Chievo (4,500 inhabitants) is a frazione of Verona located to the west of the city, around  from the historic city centre, on the shores of the river Adige.

It is best known for its football team, A.C. ChievoVerona, which competes in the second tier of Italian professional football, Serie B.

History
The name came from the Latin "clivium mantici" which means "the hill of the magic wood". Pastoral and farming activities date back to pre-Roman Celtic settlers. Placed on the shores of the river Adige the early inhabitants established a port, some mills and a water-powered saw on the river. Pipin, son of Charles, gifted the entire zone to the monastery of St. Procolo, near S. Zeno in Verona. In the 12th century Chievo had a church, a hospital and a stronghold in which Federico Barbarossa spent some nights. The Corte Bionde is the best preserved medieval building. Around 1450 the entire village was moved about  nearer to the city where the climate was healthier and vegetation more gorgeous. The actual parish church with a reliquary was built at that time.
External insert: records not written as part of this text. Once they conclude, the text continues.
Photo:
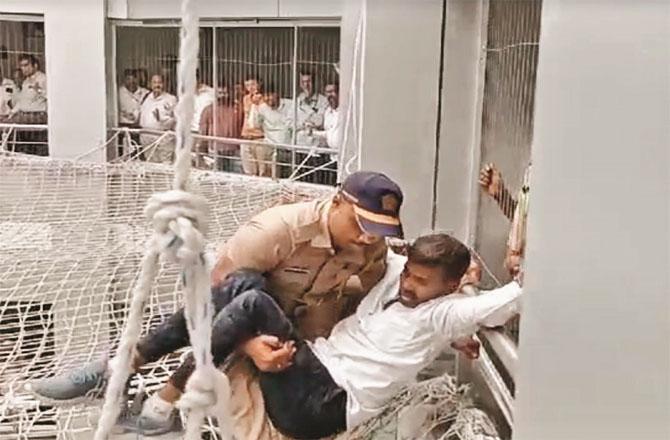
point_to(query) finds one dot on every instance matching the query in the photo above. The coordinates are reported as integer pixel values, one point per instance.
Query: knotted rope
(180, 221)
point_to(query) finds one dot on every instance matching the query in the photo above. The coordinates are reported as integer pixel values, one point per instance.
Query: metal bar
(208, 22)
(33, 127)
(502, 345)
(294, 135)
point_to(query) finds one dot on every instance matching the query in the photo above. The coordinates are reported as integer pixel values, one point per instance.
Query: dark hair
(270, 89)
(333, 83)
(30, 58)
(441, 250)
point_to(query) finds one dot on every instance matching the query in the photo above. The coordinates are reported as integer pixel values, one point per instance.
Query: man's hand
(469, 346)
(269, 354)
(490, 180)
(256, 98)
(473, 275)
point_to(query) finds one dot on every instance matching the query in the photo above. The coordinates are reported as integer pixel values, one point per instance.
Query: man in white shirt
(204, 96)
(272, 115)
(330, 136)
(131, 96)
(399, 328)
(311, 107)
(8, 90)
(157, 113)
(31, 102)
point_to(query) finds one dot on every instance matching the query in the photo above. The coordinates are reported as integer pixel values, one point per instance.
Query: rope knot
(208, 393)
(180, 221)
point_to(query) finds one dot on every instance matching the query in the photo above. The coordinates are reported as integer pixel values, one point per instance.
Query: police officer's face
(345, 230)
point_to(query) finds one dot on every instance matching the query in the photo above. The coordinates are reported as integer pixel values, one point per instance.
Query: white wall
(595, 335)
(147, 9)
(400, 75)
(460, 129)
(75, 63)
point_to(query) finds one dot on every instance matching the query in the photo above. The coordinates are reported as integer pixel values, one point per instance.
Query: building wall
(457, 191)
(400, 93)
(75, 64)
(148, 9)
(594, 348)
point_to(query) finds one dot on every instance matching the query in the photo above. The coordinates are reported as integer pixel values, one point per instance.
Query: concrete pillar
(460, 130)
(400, 73)
(75, 68)
(595, 335)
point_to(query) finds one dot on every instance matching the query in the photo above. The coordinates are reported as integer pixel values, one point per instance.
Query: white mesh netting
(72, 235)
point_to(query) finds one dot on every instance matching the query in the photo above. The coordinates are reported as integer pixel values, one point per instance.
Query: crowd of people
(23, 100)
(255, 113)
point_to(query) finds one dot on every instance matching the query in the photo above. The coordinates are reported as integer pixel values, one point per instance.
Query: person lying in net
(320, 258)
(399, 328)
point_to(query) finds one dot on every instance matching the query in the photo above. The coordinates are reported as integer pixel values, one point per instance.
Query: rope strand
(180, 221)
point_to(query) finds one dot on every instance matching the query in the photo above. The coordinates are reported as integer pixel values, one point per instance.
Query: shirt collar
(322, 239)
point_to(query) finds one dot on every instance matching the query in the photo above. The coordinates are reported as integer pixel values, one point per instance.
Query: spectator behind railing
(311, 107)
(204, 97)
(8, 90)
(30, 103)
(273, 115)
(131, 96)
(224, 120)
(29, 106)
(157, 113)
(329, 136)
(252, 87)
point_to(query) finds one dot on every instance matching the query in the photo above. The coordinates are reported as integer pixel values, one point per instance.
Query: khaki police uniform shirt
(316, 286)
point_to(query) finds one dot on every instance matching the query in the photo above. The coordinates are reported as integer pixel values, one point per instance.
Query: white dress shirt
(276, 123)
(165, 103)
(375, 353)
(331, 135)
(309, 113)
(33, 94)
(130, 103)
(8, 91)
(203, 98)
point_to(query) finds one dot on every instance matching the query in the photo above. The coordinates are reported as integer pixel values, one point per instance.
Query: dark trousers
(302, 401)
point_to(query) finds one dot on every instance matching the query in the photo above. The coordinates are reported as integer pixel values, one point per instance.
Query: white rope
(180, 224)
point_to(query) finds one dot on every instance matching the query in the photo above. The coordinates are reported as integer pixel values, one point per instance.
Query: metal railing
(281, 161)
(493, 380)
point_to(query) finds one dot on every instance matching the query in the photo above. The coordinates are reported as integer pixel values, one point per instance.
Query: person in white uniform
(131, 96)
(271, 114)
(157, 113)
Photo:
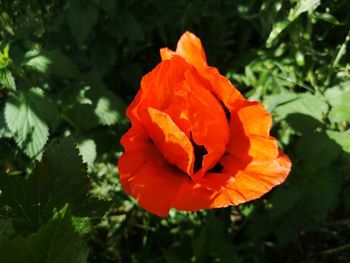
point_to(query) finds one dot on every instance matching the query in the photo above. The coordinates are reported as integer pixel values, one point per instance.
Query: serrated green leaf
(55, 242)
(82, 16)
(28, 116)
(59, 179)
(7, 80)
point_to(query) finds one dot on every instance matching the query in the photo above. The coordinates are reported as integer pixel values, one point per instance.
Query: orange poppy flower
(195, 142)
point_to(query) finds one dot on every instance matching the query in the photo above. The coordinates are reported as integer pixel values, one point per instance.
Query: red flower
(195, 142)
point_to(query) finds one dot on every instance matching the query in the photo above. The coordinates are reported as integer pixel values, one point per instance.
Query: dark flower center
(199, 152)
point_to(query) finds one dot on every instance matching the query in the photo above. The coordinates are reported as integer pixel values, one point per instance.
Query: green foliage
(68, 69)
(56, 242)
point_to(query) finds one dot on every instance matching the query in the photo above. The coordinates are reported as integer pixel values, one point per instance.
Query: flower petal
(156, 185)
(170, 140)
(190, 48)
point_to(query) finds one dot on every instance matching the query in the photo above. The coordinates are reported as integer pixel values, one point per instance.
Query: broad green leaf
(305, 103)
(340, 113)
(59, 179)
(28, 115)
(314, 153)
(302, 6)
(61, 65)
(326, 17)
(53, 61)
(82, 16)
(339, 95)
(339, 98)
(7, 80)
(37, 61)
(109, 109)
(55, 242)
(341, 138)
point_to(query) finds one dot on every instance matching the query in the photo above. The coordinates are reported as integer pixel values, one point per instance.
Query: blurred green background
(68, 70)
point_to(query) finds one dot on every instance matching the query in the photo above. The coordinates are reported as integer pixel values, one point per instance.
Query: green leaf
(7, 80)
(109, 108)
(301, 7)
(61, 65)
(56, 242)
(314, 153)
(28, 116)
(4, 130)
(109, 6)
(88, 152)
(54, 61)
(340, 113)
(37, 61)
(341, 138)
(59, 179)
(308, 104)
(4, 57)
(82, 16)
(339, 98)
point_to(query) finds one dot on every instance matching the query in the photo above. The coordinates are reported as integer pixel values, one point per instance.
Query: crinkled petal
(156, 185)
(170, 140)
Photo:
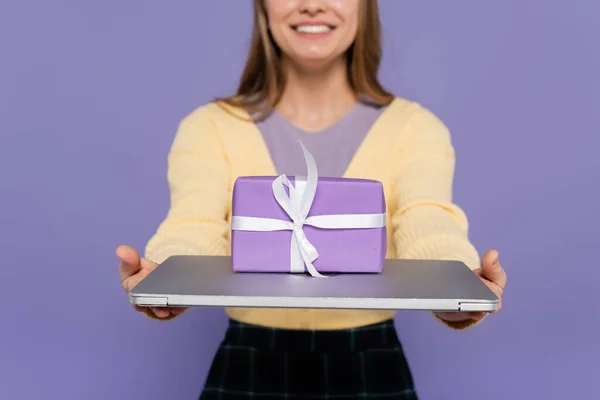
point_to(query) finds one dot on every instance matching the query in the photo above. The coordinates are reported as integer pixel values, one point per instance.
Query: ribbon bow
(297, 206)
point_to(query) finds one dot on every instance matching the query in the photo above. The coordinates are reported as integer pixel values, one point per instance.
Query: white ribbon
(297, 206)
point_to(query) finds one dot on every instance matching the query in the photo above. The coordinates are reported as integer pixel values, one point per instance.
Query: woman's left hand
(492, 274)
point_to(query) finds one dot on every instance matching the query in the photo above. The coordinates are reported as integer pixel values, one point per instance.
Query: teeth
(313, 28)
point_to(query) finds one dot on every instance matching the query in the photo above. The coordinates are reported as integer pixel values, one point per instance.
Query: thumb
(130, 261)
(491, 269)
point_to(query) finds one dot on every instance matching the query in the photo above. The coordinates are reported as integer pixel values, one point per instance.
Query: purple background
(90, 96)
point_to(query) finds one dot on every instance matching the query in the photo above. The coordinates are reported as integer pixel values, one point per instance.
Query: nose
(312, 7)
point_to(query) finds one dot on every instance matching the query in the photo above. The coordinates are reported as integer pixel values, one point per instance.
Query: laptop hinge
(157, 301)
(466, 306)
In 1892 the ten church bells were cast, and are still rung today in the style of the Veronese bellringing art.

Points of interest
Forte Chievo: polygonal fort built between 1850 and 1852 by the Austrians as part of Verona's defensive system.
Villa Pellegrini Marioni Pullè: 17th–18th century villa; the walls of its estate fence the western side of Chievo's main square.
Nowadays it is owned by INPS (Italian national social security institute) and in a state of disrepair.

Ponte diga del Chievo: dam and footbridge over the river Adige, built in the 1920s.